Headlines
Loading...

Oleh. Maya Rohmah
(Kontributor SSCQMedia.Com)

SSCQMedia.Com—Pagi itu, mentari belum sepenuhnya menampakkan diri di ufuk timur. Embun masih membasahi dedaunan, dan udara dingin menusuk kulit. Namun, bagi Pak Rohman, pagi adalah kesempatan terbaik untuk memulai perjalanan.

Jika akan memulai aktivitas di luar lebih cepat, dia selalu berpesan pada istrinya di malam sebelumnya, bahwa dia ingin bekerja di kebun dulu sebelum ke kantor. Itu artinya, sang istri harus menyiapkan sarapan lebih pagi. Maka, pukul lima pagi, istrinya telah menghidangkan sarapan di meja makan dengan penuh cinta.

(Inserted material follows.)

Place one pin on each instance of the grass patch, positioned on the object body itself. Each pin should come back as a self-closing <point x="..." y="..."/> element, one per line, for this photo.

Pukul lima lebih lima belas menit, Pak Rohman tampak mengecup dahi istri dan anak-anaknya dan pamit pergi. Sebuah ember berisi cangkul, parang, dan beberapa bibit tanaman disimpan di depan kursi motor. Sedangkan sebuah tas ransel ukuran sedang berisi laptop, buku, dan pakaian dinas, disandang di punggungnya.

Bismillah. Pak Rohman pergi diiringi untaian doa dan tatapan istrinya.

Dia bukan seorang yang kaya raya, justru sebaliknya. Pak Rohman adalah seorang ASN biasa yang gigih mencari nafkah untuk keluarganya. Namun, di balik kesederhanaan hidupnya, tersembunyi sebuah hati yang lapang, selalu siap berbagi.

Sebelum lanjut ke kebun miliknya, dia akan singgah di sebuah warung nasi di sudut jalan. Warung itu kecil saja tetapi bersih. Pak Rohman ke sana bukan untuk sarapan lagi, melainkan untuk membeli beberapa bungkus nasi rames. Pak Rohman tak pernah menawar harga, bahkan seringkali melebihkan sedikit dari harga yang seharusnya. Dia niatkan untuk sedekah.

"Alhamdulillah. Alhamdulillah, ya Allah. Terima kasih, Pak. Saya terima," kata sang empunya warung  dengan lirih. Dia selalu tampak penuh harus saat menerima sedekah itu.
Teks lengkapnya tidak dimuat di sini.